Kami berbincang-bincang hingga empat orang wanita bergabung ketika pete-pete melewati jalan Andi Tondro. Dari dandanan dan gaya berpakaian mereka, aku menyimpulkan mereka akan merayakan tutup tahun malam ini. Pastinya Jalan Penghibur menjadi tujuan mereka. Tawa tak hentinya keluar dari mulut mereka. Bayangan keramaian seakan terpancar jelas dari wajah mereka kala kutatap satu persatu.

Didekat jalan Haji Bau, empat wanita tadi turun. Dari percakapan mereka, aku sempat mendengar mereka akan menggunakan becak untuk mencapai Losari. Tapi menurutku rencana mereka tidak akan terlaksana. Karena setahuku lokasi sekitar pantai losari mulai dari belokan jalan Kenari hingga jalan Pattimura akan ditutup total malam ini. Sementara persimpangan dekat hotel kenari pun akan ditutup. Jadinya keempat wanita tadi dipastikan akan berjalan kaki dari jalan Haji Bau ini sampai ke pusat perayaan malam tahun baru sebagaian besar warga Makassar di jalan Penghibur, Pantai Losari.
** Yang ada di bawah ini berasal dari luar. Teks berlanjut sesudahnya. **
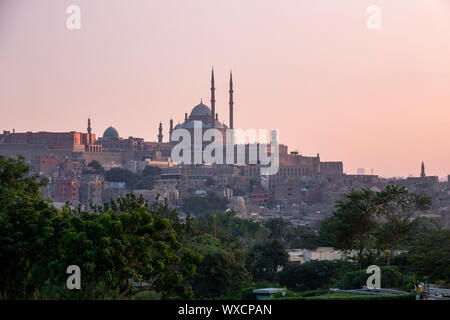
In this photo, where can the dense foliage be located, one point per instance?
(130, 248)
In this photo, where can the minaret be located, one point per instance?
(231, 101)
(160, 133)
(213, 100)
(89, 131)
(422, 171)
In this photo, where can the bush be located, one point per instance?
(310, 275)
(390, 278)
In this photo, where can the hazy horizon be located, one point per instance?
(374, 99)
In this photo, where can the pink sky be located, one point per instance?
(373, 99)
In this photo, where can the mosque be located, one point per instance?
(204, 116)
(201, 116)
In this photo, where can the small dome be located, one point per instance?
(201, 110)
(111, 133)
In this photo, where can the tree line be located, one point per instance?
(132, 249)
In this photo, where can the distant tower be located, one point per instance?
(89, 131)
(171, 129)
(160, 133)
(231, 101)
(213, 100)
(422, 171)
(89, 126)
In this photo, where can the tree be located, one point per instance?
(126, 242)
(396, 206)
(27, 232)
(210, 181)
(429, 256)
(311, 275)
(121, 175)
(278, 228)
(222, 273)
(354, 222)
(203, 206)
(375, 222)
(264, 259)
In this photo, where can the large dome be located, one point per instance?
(111, 133)
(200, 110)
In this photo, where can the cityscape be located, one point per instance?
(225, 157)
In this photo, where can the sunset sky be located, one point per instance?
(312, 69)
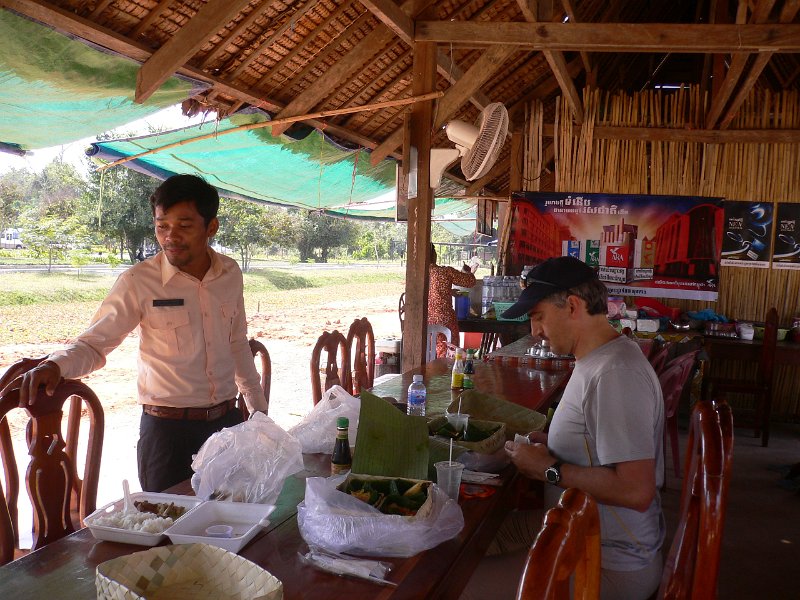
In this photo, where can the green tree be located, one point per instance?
(15, 196)
(246, 226)
(52, 235)
(117, 209)
(317, 235)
Aku dan Acok memandangi empat wanita tadi hingga angkot bergerak. Tiba-tiba Acok bersuara.

“Ternyata pengaruh westernisasi telah banyak merubah tatanan budaya bangsa ini.”

Aku terperanjat. Aku tidak menyangka kalimat yang baru saja kudengar tadi keluar dari mulut bocah kelas tiga sekolah dasar itu. Pilihan kata yang digunakan layaknya orang dewasa berpendidikan. Aku memandangnya takjub.

Acok kembali berkutat dengan Koran dalam genggamannya. Aku mengamatinya membaca berita demi berita didalamnya. Remang-remang lampu pete-pete tidak dapat menghentikannya. Acok memang telah terbiasa membaca dalam keremangan. Dari cerita tetanggaku, aku mengetahui bahwa seusai sholat subuh, Acok tidak pernah tidur lagi. Ia selalu membaca koran-koran yang sengaja ia sisahkan satu satu setiap harinya. Dengan ditemani lampu minyak ( listrik dirumah Acok dimatikan setelah subuh), ia melahap habis semua informasi yang terkandung dalam koran-koran tersebut.

Jadi tidak mengherankan jika Acok menjadi pribadi yang cerdas. Acok ternyata mempunyai cita-cita selangit. Ia ingin menjadi seorang Diplomat ulung agar bisa memperjuangkan nilai bangsa Indonesia dimata dunia. Selain itu ia mempunyai mimpi mengelilingi dunia bersama kakeknya. Sungguh cita-cita dan mimpi luar biasa untuk anak seusianya.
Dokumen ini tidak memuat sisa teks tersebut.